Es obvio que en una hipotética situación como esa, ni Ortega ni ninguno de los altos cuadros militares y civiles de su régimen, irían a combatir a Venezuela. Pero, de cualquier manera, el tema de una eventual intervención armada estadounidense o internacional en Venezuela no es un chiste. Y no es descabellado suponer que en el supuesto caso de una invasión militar extranjera a Venezuela, sí irían combatientes de Nicaragua, Cuba y otros países a pelear contra los invasores.

Es bien conocido que ante la frustración y hasta desesperación provocada por la victoria de Nicolás Maduro y su grupo de bandidos, al retener el poder mediante el fraude y la fuerza, tanto dentro como fuera de Venezuela se habla de una intervención armada extranjera como única forma y último recurso para rescatar al pueblo venezolano de las garras de la tiranía.

Al respecto el expresidente de Colombia, Álvaro Uribe, secundado por el también ex primer mandatario colombiano, Iván Duque, pidió públicamente “una intervención internacional, preferiblemente avalada por las Naciones Unidas, que desaloje a esos tiranos del poder y convoque de inmediato a unas elecciones libres”.

Siendo realistas, y aunque en política nada se puede descartar, es muy improbable que pudiera ocurrir algo como eso. Primero porque el Consejo de Seguridad de las Naciones Unidas, que es el único organismo internacional facultado para organizar y autorizar intervenciones militares internacionales en situaciones extremas de crisis, no tomaría esa decisión. Y en todo caso, si intentara tomarla sería vetada por Rusia y China que son estrechas aliadas y cómplices de la dictadura de Venezuela.

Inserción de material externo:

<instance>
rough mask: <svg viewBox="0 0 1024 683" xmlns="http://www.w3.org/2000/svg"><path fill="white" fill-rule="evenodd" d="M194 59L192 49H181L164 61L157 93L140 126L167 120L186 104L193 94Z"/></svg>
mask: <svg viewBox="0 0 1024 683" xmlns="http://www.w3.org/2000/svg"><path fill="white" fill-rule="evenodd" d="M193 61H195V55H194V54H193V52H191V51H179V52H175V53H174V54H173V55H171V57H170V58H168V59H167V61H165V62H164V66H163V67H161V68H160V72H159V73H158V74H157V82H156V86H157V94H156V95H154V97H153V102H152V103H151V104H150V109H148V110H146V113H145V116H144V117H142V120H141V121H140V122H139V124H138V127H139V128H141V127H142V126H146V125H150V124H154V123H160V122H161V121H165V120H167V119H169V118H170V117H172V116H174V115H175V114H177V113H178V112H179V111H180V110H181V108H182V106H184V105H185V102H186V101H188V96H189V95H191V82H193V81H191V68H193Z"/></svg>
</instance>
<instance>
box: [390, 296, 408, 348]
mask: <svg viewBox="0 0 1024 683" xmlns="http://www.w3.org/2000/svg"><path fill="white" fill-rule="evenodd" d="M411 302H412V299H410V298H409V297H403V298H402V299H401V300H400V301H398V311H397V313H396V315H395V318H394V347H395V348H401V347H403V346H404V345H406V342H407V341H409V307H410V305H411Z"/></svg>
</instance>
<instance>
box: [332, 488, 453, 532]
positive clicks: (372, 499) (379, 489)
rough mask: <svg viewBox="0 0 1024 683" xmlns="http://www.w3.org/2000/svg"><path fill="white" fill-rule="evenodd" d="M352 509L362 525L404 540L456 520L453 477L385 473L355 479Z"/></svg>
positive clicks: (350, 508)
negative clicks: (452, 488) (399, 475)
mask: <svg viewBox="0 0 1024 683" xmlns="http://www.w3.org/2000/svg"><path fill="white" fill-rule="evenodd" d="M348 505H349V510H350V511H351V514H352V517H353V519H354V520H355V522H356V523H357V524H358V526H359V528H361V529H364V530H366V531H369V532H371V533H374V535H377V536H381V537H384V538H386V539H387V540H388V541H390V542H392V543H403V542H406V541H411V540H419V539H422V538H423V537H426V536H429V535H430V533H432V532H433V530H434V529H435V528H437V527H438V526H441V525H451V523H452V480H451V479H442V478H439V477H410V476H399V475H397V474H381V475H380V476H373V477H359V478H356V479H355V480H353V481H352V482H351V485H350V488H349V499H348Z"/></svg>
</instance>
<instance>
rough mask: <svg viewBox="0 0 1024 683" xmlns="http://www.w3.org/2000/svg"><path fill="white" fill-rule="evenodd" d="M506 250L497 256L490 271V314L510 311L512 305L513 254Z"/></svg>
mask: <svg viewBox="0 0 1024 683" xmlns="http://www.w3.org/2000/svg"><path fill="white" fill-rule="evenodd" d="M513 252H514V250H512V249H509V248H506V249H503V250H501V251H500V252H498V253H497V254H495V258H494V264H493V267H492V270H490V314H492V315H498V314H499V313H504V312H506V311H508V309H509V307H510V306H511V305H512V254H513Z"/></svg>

La única posibilidad de una intervención militar extranjera contra esa dictadura sería que EE. UU. la ejecutara unilateralmente. Pero esto no pasa de ser una posibilidad abstracta.

Es cierto que Donald Trump asumirá la Presidencia de EE. UU. dentro de una semana. Pero ya durante su primer mandato presidencial (2017-2021) Trump tuvo la oportunidad de autorizar una intervención militar colectiva en Venezuela, aplicando el Tratado Interamericano de Asistencia Mutua (TIAR). En ese entonces tenía el respaldo de los gobiernos de Brasil y Colombia que eran de derecha democrática, pero no se atrevió a hacerlo.

Es evidente que para la ejecución de sus objetivos internacionales con el fin de “hacer grande a América (EE. UU.) otra vez”, Trump prefiere usar las armas económicas de las tarifas y los aranceles, no las cañoneras de los tiempos de la política del Big Stick (gran garrote) de Teodoro Roosevelt.

No cabe duda de que Trump querrá que se terminen las dictaduras del socialismo del siglo 21 en América Latina, en particular la de Venezuela. Pero lo más probable es que con ese propósito siga usando las sanciones económicas, reforzándolas, así como la presión política y diplomática y el respaldo a la oposición venezolana.

Claro que eso podría cambiar, si la engreída dictadura de Nicolás Maduro tomara medidas que pudieran significar una mayor amenaza a la seguridad estratégica de la gran potencia estadounidense. Pero eso no es inminente, solo una posibilidad.